Protoxyde d'azote : la vente désormais interdite aux particuliers après le vote du Sénat
Hier soir, le Sénat a franchi une étape décisive en votant l'interdiction totale de la vente de protoxyde d'azote aux particuliers.
Face à l'explosion des accidents de la route et des risques sanitaires graves, ce gaz aux propriétés euphorisantes subit un encadrement strict. Le texte voté par la chambre haute dote les autorités d'outils juridiques solides pour endiguer un fléau grandissant. Les élus entendent ainsi enrayer une mode dévastatrice qui touche particulièrement la jeunesse. Les forces de l'ordre disposeront de moyens élargis pour effectuer des contrôles ciblés.
Le Sénat dit stop au gaz hilarant pour le grand public
Le 26 février 2026, les sénateurs ont adopté une proposition de loi interdisant la vente, l'offre, la détention et le transport de protoxyde d'azote pour les particuliers, rapporte Sud Radio. Cette décision apporte une réponse ferme à l'échec des mesures précédentes. Le nouveau texte vient en effet combler les lacunes de la loi du 1er juin 2021, laquelle se limitait à prohiber la vente aux mineurs, selon les informations de Libération. Cette avancée législative met fin à un flou juridique qui compliquait considérablement l'action des élus locaux. Les municipalités se trouvaient souvent démunies face aux rassemblements festifs où proliféraient les bonbonnes métalliques.

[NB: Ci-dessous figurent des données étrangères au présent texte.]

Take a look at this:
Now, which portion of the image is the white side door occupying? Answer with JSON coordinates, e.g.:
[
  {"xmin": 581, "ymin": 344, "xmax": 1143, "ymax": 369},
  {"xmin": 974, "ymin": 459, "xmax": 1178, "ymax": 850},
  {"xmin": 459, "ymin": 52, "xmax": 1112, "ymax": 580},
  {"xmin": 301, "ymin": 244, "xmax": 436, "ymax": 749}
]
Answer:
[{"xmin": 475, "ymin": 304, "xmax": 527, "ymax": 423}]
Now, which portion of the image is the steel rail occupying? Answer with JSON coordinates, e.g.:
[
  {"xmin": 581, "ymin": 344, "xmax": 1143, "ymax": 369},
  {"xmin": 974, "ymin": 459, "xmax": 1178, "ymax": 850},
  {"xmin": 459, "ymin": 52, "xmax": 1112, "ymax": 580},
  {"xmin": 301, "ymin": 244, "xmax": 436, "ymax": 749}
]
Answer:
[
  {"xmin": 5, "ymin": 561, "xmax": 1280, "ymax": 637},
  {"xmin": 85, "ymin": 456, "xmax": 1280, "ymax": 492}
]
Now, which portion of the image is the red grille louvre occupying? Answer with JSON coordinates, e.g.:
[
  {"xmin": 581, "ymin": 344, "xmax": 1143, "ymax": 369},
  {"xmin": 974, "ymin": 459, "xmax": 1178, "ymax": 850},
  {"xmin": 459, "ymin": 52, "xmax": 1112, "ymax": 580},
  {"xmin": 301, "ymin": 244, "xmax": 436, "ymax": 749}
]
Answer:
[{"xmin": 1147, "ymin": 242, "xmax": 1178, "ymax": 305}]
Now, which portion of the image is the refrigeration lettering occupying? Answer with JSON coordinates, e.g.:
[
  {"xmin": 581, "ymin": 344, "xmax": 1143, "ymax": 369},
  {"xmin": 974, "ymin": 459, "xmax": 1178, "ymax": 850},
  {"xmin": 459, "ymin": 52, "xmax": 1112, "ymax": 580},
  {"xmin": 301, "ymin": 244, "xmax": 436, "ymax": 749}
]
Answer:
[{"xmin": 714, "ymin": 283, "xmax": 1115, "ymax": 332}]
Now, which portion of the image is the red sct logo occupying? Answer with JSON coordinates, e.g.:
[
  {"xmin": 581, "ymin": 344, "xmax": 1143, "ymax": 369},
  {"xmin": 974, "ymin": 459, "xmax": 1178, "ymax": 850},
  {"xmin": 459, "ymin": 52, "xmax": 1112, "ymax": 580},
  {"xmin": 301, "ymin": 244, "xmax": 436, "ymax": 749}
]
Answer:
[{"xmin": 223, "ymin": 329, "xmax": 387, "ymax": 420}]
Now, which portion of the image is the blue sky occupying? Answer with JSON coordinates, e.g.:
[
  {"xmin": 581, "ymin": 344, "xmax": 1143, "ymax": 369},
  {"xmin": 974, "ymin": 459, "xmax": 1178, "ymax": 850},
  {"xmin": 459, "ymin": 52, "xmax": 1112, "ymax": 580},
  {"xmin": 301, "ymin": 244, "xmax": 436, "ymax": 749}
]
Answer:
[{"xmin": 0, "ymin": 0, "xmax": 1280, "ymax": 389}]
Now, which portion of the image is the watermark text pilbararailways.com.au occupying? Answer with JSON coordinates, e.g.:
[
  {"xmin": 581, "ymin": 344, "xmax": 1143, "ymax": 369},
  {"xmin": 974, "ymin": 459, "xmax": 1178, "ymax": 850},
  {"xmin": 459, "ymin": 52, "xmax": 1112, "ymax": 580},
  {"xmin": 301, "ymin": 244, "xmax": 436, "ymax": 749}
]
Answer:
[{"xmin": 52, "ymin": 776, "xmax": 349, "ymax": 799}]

La sénatrice Marion Canalès a d'ailleurs rappelé, selon Maire-Info, que les arrêtés municipaux d'interdiction pris jusqu'ici restaient "très fragiles juridiquement". La nouvelle réglementation offre donc un cadre national protecteur.
Santé et sécurité routière face aux chiffres alarmants d'un danger banalisé
Le texte sénatorial fait suite à une explosion spectaculaire de l'insécurité routière liée à l'inhalation de ce produit. Le média Maire-Info recense plus de 450 accidents routiers graves impliquant le protoxyde d'azote en 2025, un bilan dramatique multiplié par quarante en l'espace de six ans. Cette hécatombe s'explique par une pratique devenue massive chez les jeunes générations. Une enquête menée par l'institut Ipsos pour la Fondation VINCI Autoroutes en octobre 2025 révèle que "1 jeune de moins de 35 ans sur 10 a déjà consommé du protoxyde d'azote lors d'une soirée entre amis". Pire encore, l'étude souligne un comportement à haut risque puisque "parmi eux, 1 sur 2 en a pris en conduisant". En plus de l'asphyxie immédiate, les risques sanitaires se révèlent irréversibles. L'usage répété entraîne des carences aiguës en vitamine B12, provoquant des atteintes de la moelle épinière et des troubles neurologiques profonds. L'Agence nationale de sécurité sanitaire (Anses) a signalé en avril 2025 des troubles neurologiques sévères chez des nouveau-nés dont les mères consommaient cette substance durant leur grossesse, indique Maire-Info. Ces pathologies nécessitent souvent de très lourdes rééducations.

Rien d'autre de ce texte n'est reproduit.